The Arch Design Award, organized by the Design Architects Association (DAA) of Finland, is one of the most influential and representative awards in the fields of architecture and spatial design. The name “Arch” (meaning “archway”) symbolizes a core element in classical architectural structures, seemingly simple yet pivotal in both structural mechanics and visual experience. It represents the bridge between aesthetics and functionality that design creates. The award seeks to discover and honor outstanding works that demonstrate exceptional creativity, structural logic, environmental responsiveness, and the integration of green technologies. Its rigorous evaluation criteria encompass functionality, material use, sustainability, environmental harmony, and cultural expression, emphasizing that projects must not only excel aesthetically but also demonstrate structural ingenuity and social value.

The Haier Culture Gallery Wins 2025 Arch Design Award Gold Prize
The Haier Culture Gallery (Haier Culture Gallery), located within the Haier Information Industrial Park in Qingdao, spans 3,600 square meters and was officially completed in January 2022. As a corporate culture exhibition space, it breaks away from the traditional narrative focus on products or technology typical of corporate museums.

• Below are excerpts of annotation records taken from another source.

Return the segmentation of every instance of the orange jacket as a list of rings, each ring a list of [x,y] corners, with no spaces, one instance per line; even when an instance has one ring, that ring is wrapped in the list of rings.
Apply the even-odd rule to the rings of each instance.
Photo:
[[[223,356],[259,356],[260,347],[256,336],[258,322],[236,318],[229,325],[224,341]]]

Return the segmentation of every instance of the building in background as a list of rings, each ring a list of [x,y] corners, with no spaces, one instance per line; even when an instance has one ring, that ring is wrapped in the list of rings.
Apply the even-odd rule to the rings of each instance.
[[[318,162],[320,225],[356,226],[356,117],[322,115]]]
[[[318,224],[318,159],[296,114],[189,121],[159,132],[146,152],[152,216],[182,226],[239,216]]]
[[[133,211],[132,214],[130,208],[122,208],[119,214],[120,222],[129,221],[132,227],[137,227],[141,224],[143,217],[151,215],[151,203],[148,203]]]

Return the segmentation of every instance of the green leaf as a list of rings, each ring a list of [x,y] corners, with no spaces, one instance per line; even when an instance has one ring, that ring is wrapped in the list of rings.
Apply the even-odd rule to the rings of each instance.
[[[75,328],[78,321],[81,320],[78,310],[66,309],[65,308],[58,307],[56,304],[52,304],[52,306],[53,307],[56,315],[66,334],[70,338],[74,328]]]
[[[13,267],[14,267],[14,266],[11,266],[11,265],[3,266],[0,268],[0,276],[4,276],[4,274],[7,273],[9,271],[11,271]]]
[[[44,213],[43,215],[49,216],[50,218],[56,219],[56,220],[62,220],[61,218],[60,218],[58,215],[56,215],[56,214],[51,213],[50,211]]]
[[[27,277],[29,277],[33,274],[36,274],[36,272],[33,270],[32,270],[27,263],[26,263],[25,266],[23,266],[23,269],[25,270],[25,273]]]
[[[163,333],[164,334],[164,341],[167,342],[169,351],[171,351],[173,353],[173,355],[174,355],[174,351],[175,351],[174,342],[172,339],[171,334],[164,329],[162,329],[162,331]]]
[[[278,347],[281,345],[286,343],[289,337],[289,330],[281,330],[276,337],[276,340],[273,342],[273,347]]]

Instead, it centers on “ideas” as its core content, transforming the space into a highly refined performance of thought. It is not merely a physical representation of corporate culture but also a “field of ideas” that evokes spiritual resonance and stimulates cultural imagination.
The exhibition revolves around Haier’s core philosophy of “RenDanHeYi” (People-Oriented and Goal-Aligned), connecting three key stages of the company’s development. Through iconic spatial nodes such as “Smashing the Refrigerator” and “Moon Reflected in Ten Thousand Rivers,” the exhibition employs multiple approaches including “experiential displays,” “participatory exhibits,” “immersive theater,” “digital twins,” and “post-exhibition tracking”, to create a walkable, perceptible, and resonant field of ideas for visitors.
The gallery is divided into 62 exhibition units, narrating pivotal historical moments in the company’s growth. The design team adopted a curatorial logic of “spatial rhythm + emotional guidance,” seamlessly blending “immersion,” “ritual,” and “critical thinking.” This approach ensures that as visitors move through the space, they also undergo a progressive journey of cognitive and emotional engagement.
The exhibition is not an endpoint but a starting point for intellectual dialogue. Since its opening in 2022, the Haier Culture Gallery has hosted 181 group visits, with 54 of these involving effective “post-exhibition tracking,” forming a complete “pre-exhibition, during-exhibition, post-exhibition” visitor engagement chain. Visitors have widely praised the exhibition as “philosophically profound,” “highly impactful,” “deeply immersive,” and “layered in its progression.” Notably, exhibits such as “Moon Reflected in Ten Thousand Rivers” and “Smashing the Refrigerator” are regarded as the most emotionally charged and socially resonant spatial nodes.